Passados mais de dois anos da entrada em vigor da Lei 12.850/13, conhecida como Lei das Organizações Criminosas, e da deflagração da operação "lava jato", que notabilizou o instituto da colaboração premiada, talvez a hora seja oportuna para uma reflexão sobre como ele tem sido aplicado no país.

A delação premiada — ou colaboração premiada, como tem sido eufemisticamente referida — pressupõe que o agente que venha a se tornar delator tenha tido, de alguma forma, participação no evento delituoso.

Isso é da essência do próprio instituto, tanto é assim que a lei dispõe que o juiz poderá conceder os benefícios àquele que tenha colaborado efetiva e voluntariamente com a investigação, identificando os demais coautores e partícipes da organização criminosa. Prevê, ainda, que o Ministério Público poderá deixar de oferecer a denúncia se o colaborador não for o líder da organização criminosa ou for o primeiro a prestar efetiva colaboração.

Grosso modo, coautor é aquele que, ao lado do autor, concorre para a realização da conduta típica, da prática delituosa, ao passo que partícipe é quem de modo eficaz coopera para o ilícito.

Parece claro, assim, que o escopo do instituto da delação é alcançar, na escala delituosa, aqueles com maior protagonismo dentro da organização. Não teria mesmo cabimento que quem mais se beneficiou com os proventos do delito delate alguém de hierarquia ínfima na quadrilha e que tenha tido menor vantagem no resultado da ação.

Na sinergia da delação parece que a trajetória deva ser, em regra, ascendente. Não faz sentido o presidente da empresa delatar sua secretária para se eximir de pena ou mesmo minorá-la. Sob a perspectiva dos "crimes de colarinho branco", o proveito econômico resultante da prática delituosa seria dado determinante para se aferir a quem mais interessaria o cometimento do ilícito: cui prodest? (quem se beneficia?).

Apesar de meridianas tais premissas, deparamos empresários e executivos (mais empregados que controladores) das principais empreiteiras do país celebrarem acordos no Judiciário, nos quais delatam, fundamentalmente, crimes eleitorais, em tese perpetrados por agentes políticos, e outras infrações penais das quais eles próprios teriam participado, em troca de prisão domiciliar, regime aberto etc.

As multas infligidas nos acordos de leniência (celebrados com as empresas) seriam irrisórias considerando-se o seu patrimônio — e de seus acionistas —, constituído ao longo de anos de contratações com o poder público.

Isso nos leva pensar sobre como a delação premiada vem sendo operacionalizada no Brasil.
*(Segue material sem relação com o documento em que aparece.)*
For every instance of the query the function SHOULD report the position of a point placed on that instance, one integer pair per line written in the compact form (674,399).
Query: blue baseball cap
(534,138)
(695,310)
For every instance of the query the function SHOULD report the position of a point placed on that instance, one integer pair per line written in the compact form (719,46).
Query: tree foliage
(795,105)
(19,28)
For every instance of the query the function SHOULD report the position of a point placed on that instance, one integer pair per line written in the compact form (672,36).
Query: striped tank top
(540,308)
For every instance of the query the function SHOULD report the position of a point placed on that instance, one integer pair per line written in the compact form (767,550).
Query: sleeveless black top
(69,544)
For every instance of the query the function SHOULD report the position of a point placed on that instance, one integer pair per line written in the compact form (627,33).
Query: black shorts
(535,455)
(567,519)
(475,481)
Justamente aqueles que mais se beneficiaram economicamente do que seria o maior escândalo de corrupção no país são os maiores contemplados.

Quanto mais notório politicamente o delatado, mais substanciais os prêmios recebidos pelo delator. Isso sem falar em possíveis delações inventadas, implicando celebridades políticas para servir de moeda de troca, e que podem arrastar à desgraça pessoas inocentes.

Não bastassem os questionamentos morais e jurídicos suscitados no plano ontológico, as consequências práticas produzidas são, por igual, altamente questionáveis.

A despeito de não ser a delação premiada (que traz o inseparável estigma da traição) um valor a ser cultivado socialmente e tampouco a ser transmitido às futuras gerações, resta indagar se a espécie de justiça que ela engendra é aquela que queremos e necessitamos. Será?